To get started with awos, you'll need a couple of things set up first:
-
Node.js and npm: You only need these to run the npx installer command and for future updates. The
awosagents themselves do not require Node.js to operate once installed. -
Claude Code: This framework is designed and tested primarily for the Claude Code environment. While we've built it with other agentic systems in mind (and welcome contributions!), all examples assume you are using Claude Code.
Important Note on Token Usage: awos works by feeding large amounts of context from your project files to the AI. This can consume a significant number of tokens. Please plan your Claude subscription or AWS Bedrock usage accordingly to avoid unexpected costs/limits.
First, open your terminal, create a new directory for your project, and run this single command. It will set up everything you need.
npx @provectusinc/awosawos guides you through a logical, step-by-step process. You'll use a series of "agents" to define, plan, and build your product. Run the commands in the following order.
/awos:product
- What it does: Creates the high-level Product Definition.

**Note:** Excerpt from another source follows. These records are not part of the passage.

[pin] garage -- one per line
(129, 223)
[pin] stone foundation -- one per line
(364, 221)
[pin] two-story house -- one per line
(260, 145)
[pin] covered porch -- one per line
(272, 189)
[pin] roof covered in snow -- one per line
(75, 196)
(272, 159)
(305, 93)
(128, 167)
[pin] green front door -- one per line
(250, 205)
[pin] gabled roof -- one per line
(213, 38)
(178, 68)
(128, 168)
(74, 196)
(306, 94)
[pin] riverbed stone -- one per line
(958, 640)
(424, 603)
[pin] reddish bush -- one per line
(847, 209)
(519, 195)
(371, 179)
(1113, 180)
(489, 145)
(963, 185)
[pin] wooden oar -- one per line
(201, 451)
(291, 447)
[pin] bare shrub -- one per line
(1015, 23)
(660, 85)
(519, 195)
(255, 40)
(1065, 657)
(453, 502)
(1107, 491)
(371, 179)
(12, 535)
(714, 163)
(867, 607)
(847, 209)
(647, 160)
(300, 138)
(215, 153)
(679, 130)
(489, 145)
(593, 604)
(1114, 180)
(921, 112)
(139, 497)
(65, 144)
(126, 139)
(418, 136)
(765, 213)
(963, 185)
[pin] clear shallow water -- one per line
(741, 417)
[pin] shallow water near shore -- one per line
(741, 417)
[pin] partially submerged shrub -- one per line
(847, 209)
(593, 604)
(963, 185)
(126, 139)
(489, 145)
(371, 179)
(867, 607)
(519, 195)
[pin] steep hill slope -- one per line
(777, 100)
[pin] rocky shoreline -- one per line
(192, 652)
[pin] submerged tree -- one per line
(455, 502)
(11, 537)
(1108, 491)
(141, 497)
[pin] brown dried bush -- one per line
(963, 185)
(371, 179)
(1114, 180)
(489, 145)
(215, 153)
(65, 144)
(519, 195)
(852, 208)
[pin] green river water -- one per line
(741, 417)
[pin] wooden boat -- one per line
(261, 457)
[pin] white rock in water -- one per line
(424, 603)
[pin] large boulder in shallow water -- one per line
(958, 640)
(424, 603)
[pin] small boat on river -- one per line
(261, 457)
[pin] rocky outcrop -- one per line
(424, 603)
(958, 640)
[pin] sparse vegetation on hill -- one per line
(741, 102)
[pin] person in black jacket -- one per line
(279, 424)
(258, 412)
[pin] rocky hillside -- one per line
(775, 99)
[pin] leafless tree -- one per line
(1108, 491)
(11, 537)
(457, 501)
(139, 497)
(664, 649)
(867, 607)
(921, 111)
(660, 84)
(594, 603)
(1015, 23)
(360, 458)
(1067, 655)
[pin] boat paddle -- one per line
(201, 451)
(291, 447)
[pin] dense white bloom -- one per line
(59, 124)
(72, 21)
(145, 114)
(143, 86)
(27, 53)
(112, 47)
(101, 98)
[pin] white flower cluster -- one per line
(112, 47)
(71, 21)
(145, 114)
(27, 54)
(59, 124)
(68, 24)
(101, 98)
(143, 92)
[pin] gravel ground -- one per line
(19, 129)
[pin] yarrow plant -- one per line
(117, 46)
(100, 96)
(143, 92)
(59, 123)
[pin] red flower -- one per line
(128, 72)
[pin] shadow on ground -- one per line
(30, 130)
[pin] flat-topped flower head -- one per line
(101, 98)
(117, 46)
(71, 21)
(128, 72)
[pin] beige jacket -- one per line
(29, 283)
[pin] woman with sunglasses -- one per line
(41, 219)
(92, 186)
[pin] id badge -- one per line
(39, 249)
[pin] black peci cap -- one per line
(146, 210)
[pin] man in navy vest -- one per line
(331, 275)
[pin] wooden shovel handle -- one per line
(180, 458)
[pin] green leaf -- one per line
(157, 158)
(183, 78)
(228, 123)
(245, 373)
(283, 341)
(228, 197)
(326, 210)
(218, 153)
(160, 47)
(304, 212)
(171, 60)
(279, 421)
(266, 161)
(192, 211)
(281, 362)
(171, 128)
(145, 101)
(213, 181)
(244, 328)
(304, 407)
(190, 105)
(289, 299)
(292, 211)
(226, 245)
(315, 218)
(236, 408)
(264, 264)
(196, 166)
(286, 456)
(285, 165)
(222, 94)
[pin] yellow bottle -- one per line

- Think of it as: Your project's main ID card. It answers the big questions: What are we building, why, and for who?
- Audience: Product Owner (Non-Technical)
Example Usage:
# ✅ Good:
> /awos:product Build a photo editing app that adds beer and smiles to user photos using AI. Users want to create fun party photos to share on social media.
# ❌ Bad:
# too technical for product definition
> /awos:product Build an ML pipeline with TensorFlow for facial landmark detection and image compositing with alpha blending./awos:roadmap
- What it does: Creates the Product Roadmap.
- Think of it as: Your project's GPS. It lays out the features you will build and in what order.
- Audience: Product Manager (Non-Technical)
Example Usage:
# ✅ Good:
> /awos:roadmap Phase 1: Photo upload, Phase 2: Face detection, ...
# ❌ Bad:
# too granular and technical
> /awos:roadmap Sprint 1 Task #42: Implement YOLO v8 model inference endpoint/awos:architecture
- What it does: Defines the System Architecture.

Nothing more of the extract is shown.